Da indiferença a Banalidade do Mal

Adolf Eichmann (1906-1962) foi um político alemão, membro do partido nazista de Hitler, tenente coronel da SS (tropa de assalto) e responsável pelo extermínio de milhões de judeus durante a Segunda Guerra Mundial (período conhecido pelos nazistas como "solução final"). Após o término da guerra, os membros do partido nazista presos pelos aliados foram julgados em uma série de tribunais militares que ficaram conhecidos como "Tribunal de Nuremberg", realizados na cidade de Nuremberg, na Alemanha, entre 1945 e 1946.
Eichmann conseguiu fugir para não ser capturado, e só em 1950 foi preso por um comando israelense em Bueno Aires (Argentina), onde vivia escondido. Foi então conduzido até a cidade de Jerusalém para ser julgado pelos crimes cometidos como general nazista. Hannah Arendt, filósofa e jornalista da revista norte-americana  The New Yorker, cobriu o evento em uma série de cinco artigos, que mais tarde inspiraram o livro Eichmann in Jerusalem: A Report on the Banality of Evil (Eichmann em Jerusalém - Um relato sobre a banalidade do mal), publicado em 1963.

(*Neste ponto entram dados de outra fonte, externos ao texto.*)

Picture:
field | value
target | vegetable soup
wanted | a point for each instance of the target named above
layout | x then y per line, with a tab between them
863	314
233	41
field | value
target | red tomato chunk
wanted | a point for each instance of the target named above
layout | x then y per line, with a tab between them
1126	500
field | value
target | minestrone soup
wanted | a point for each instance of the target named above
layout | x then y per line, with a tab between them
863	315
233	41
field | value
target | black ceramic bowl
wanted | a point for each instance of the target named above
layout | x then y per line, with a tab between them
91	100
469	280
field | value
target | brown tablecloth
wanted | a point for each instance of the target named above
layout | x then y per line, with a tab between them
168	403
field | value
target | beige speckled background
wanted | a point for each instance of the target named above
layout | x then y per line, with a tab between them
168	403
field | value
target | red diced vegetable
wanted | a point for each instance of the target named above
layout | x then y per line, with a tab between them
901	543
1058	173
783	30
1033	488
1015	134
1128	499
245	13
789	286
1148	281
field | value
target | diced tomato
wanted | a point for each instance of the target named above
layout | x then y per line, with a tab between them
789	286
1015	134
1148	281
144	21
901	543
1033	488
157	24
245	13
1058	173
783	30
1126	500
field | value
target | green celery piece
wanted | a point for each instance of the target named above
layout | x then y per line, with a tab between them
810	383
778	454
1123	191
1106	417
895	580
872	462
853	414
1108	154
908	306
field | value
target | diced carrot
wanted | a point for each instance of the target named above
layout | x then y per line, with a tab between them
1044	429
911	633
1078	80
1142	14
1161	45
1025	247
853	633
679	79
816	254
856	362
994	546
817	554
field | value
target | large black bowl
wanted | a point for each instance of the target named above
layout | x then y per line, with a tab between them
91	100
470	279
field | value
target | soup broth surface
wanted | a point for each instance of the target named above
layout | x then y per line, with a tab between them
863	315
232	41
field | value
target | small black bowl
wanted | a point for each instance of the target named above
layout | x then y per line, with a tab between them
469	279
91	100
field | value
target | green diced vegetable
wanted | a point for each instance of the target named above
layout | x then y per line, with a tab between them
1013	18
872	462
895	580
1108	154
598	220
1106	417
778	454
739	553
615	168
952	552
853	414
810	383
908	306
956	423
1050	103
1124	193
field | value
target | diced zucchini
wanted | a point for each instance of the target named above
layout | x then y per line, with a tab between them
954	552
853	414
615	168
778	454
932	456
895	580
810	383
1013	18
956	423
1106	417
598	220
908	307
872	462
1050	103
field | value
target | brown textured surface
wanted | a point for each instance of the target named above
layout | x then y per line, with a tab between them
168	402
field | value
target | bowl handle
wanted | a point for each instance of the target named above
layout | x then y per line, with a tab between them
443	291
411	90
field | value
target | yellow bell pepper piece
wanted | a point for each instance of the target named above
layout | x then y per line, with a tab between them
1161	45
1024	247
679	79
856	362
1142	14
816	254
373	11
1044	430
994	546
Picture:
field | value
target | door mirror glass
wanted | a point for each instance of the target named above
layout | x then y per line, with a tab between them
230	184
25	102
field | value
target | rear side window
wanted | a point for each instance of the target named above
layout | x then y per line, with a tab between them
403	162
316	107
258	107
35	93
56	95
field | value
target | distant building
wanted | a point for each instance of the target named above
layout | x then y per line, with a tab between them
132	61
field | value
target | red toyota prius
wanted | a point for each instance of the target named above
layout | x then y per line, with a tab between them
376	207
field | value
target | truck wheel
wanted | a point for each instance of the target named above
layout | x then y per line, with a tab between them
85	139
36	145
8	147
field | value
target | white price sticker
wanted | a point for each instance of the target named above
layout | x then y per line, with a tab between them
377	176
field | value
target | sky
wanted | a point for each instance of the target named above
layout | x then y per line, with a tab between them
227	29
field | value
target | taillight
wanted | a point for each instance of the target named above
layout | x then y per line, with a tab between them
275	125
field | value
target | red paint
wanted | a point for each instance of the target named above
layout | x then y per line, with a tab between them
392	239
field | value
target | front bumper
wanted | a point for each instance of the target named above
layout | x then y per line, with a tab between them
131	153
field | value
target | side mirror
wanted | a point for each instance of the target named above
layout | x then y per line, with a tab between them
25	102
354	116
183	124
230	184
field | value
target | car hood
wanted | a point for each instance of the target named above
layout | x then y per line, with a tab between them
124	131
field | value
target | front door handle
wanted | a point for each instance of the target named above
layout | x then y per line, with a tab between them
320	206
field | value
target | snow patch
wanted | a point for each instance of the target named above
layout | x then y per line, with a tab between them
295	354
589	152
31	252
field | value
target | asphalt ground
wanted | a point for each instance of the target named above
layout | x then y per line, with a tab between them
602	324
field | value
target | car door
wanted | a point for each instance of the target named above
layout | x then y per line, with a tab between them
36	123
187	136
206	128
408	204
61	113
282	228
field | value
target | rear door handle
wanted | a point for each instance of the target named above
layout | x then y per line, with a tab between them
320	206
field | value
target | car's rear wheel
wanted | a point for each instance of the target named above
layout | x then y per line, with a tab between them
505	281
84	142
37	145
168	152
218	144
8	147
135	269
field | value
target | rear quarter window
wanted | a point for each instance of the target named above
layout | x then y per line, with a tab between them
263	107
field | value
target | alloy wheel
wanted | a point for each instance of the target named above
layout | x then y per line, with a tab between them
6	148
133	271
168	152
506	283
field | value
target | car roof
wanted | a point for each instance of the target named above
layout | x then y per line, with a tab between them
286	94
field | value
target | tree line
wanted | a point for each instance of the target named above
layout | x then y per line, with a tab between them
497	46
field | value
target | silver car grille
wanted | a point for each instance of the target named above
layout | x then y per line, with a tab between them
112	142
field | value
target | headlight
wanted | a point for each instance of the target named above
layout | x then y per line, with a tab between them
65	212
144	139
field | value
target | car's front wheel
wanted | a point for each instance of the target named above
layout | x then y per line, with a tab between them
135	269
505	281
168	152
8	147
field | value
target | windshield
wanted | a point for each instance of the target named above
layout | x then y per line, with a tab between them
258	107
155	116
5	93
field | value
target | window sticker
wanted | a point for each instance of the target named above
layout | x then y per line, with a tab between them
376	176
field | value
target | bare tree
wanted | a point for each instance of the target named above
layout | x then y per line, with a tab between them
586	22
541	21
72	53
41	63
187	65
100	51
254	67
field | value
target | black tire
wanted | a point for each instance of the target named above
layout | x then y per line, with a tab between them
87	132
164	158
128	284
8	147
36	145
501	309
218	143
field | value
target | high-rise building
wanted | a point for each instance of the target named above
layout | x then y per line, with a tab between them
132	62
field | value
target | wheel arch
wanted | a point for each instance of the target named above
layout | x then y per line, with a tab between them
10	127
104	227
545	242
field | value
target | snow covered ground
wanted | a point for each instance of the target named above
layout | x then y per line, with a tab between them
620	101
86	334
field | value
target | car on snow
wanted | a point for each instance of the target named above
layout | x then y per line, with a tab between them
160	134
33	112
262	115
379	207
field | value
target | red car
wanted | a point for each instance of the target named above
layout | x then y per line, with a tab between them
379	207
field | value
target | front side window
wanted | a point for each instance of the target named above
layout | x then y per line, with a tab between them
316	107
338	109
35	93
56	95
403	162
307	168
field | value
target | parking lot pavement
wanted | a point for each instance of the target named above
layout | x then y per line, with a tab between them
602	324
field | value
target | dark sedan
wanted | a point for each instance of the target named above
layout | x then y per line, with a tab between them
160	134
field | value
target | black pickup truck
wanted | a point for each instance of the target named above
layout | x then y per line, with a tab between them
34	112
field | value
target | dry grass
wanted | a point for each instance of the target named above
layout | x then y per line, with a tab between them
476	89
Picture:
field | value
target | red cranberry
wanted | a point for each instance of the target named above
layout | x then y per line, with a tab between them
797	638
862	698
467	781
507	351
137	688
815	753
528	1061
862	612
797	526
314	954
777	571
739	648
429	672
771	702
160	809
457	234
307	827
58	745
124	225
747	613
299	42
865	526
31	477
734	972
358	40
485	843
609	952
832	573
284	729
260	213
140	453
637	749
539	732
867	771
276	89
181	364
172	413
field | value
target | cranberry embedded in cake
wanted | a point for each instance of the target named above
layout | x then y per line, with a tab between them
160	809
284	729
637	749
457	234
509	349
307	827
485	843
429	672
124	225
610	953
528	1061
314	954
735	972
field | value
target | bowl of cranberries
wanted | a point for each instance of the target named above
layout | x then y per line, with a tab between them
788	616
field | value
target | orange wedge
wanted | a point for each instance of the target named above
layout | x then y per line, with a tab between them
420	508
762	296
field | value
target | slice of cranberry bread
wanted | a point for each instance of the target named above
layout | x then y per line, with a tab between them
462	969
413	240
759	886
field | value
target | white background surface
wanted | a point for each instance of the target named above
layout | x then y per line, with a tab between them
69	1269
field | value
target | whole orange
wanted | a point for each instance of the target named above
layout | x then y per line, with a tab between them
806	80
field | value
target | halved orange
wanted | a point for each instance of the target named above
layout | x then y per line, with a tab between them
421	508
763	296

Julgamento do General Nazista Adolf Eichman, em Jerusalém.


Durante o julgamento, Arendt acompanhou atentamente cada detalhe. Para ela, a insistência de Eichmann em afirmar que cumpria ordens e nada mais que isso revelou um importante traço da realidade: a "banalidade do mal". Apesar de todas as barbáries praticadas pelos nazistas, Eichmann mostrou-se uma pessoa comum, que, em sua incapacidade de pensar ou refletir sobre seu atos, cometeu crimes incontáveis.

Para Arendt, ao contrário de muitos acusavam, Eichmann não era um psicopata, mas uma pessoa como todas as outras. Comum e medíocre. Honesto e obediente, dotado de "consciência cidadã", cumpridor de metas e funcionário exemplar, mas medíocre.


Imagem que revela


Não é difícil ilustrar a constatação da pensadora. Em maio de 2006, o programa "Fantástico", da Rede Globo de Televisão, exibiu o episódio "Ética e Indiferença",  da Série "ser ou não ser". Apresentado pela filósofa Viviane Mosé, o quadro iniciou com um fenômeno para lá intrigante: uma foto aparentemente simples, sem nenhuma complexidade, tão comum como os frequentes "selfs" tirados na frente do espelho do banheiro de casa e postados nas redes sociais.
O que a foto tem de reveladora? Praticamente nada, exceto a figura de um corpo estendido no chão e coberto por uma lona preta. Copacabana, dia ensolarado, mar azul, Pão de Açúcar ao fundo, enfim, cenário perfeito para uma foto. Perfeito, se não fosse o estranho elemento. Estranho, mas não o suficiente para impedir que a foto fosse tirada.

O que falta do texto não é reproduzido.